Reviewer: J. 
    F. Weber 
 
    Subtitled “European spiritual 
    song ca. 1500,” this is a wide-ranging collection that includes some 
    familiar pieces. Innsbruck, ich muß dich laßen is Isaac’s most famous 
    song, and De tous biens plaine is heard not only in Hayne van Ghizighem’s 
    original but also with Josquin des Prez’s added canon and in two 
    instrumental settings by Alexander Agricola. Sermisy’s Tant que vivray 
    is sung to Marot’s secular text and Beaulieu’s devotional paraphrase. Not 
    exactly spiritual songs are the Christe eleison from Isaac’s Missa 
    Carminum (“the Mass of songs”), included because it sets the melody of
    Innsbruck, and O bone Jesu as set by Loyset Compère and 
    intabulated by Francesco Canova da Milano. 
     
    The rest is a collection of obscure pieces. The group opens 
    bravely (considering the less than entrancing music) with a brief one and a 
    half minute litany by Heinrich Isaac, setting only the invocations of 11 
    saints with the petition for prayer.
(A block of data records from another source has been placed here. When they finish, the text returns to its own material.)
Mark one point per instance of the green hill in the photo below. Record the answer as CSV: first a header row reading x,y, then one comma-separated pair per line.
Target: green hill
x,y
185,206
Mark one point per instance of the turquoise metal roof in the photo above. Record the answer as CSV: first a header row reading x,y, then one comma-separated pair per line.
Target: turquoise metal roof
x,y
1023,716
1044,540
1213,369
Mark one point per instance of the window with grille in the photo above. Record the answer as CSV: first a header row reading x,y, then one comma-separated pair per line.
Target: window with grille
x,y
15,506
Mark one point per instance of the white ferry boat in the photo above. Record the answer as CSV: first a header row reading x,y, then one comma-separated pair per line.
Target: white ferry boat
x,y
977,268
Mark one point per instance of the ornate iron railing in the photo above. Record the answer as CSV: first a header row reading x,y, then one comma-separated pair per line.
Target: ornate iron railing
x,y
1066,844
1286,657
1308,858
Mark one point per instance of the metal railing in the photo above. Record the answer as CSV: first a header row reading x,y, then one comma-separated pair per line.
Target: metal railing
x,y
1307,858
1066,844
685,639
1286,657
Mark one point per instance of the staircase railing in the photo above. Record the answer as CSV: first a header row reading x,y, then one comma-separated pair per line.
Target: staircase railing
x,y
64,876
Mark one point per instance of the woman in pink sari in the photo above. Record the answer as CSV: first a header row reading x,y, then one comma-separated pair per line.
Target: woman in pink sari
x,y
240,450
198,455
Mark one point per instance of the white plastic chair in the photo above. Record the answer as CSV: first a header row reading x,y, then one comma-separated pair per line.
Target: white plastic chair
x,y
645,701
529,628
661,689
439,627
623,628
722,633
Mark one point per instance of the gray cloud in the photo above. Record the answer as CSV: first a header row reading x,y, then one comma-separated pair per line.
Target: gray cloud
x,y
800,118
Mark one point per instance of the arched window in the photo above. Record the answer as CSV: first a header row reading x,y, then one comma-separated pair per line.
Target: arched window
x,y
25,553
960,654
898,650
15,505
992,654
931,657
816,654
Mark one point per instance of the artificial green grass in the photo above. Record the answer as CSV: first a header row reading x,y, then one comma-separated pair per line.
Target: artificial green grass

It is credited to two tenors, but if 
    the two are alternating between petition and response the contrast is not 
    audible in their voices. The interesting part is the accompanying 
    instrumental melody from Fortuna desperata, which is supposed to 
    evoke the meaning of the words about Fortune in the listener. Pierre Moulu 
    has three songs, one of them first played on a spinet in one of Joel Cohen’s 
    earliest LPs. Arnold Schlick’s Maria zart is the song on which 
    Obrecht’s most impressive Mass was based. The closing work is not a motet 
    but a frottola, In te Domine speravi per trovar pietà. 
     
    
    Since 2008 
    Anne Azéma has been directing the ensemble founded by Joel Cohen in 1954, 
    but this is the first recording under her direction that I am aware of. 
    Cohen lives in Italy now and the recording was made with his cooperation in 
    an abbey church in France. The musical program was performed in conjunction 
    with an exhibit in Toronto, New York, and Amsterdam of boxwood carvings 
    dating from the same period. The tiny carvings—hard to believe from the 
    photos—are beads of a rosary, devotional objects comparable to the 
    devotional songs on the record. This is an offbeat program, the whole 
    greater than the sum of its parts, and it hardly duplicates much in your 
    collection. The lovely singing and playing are their own recommendation.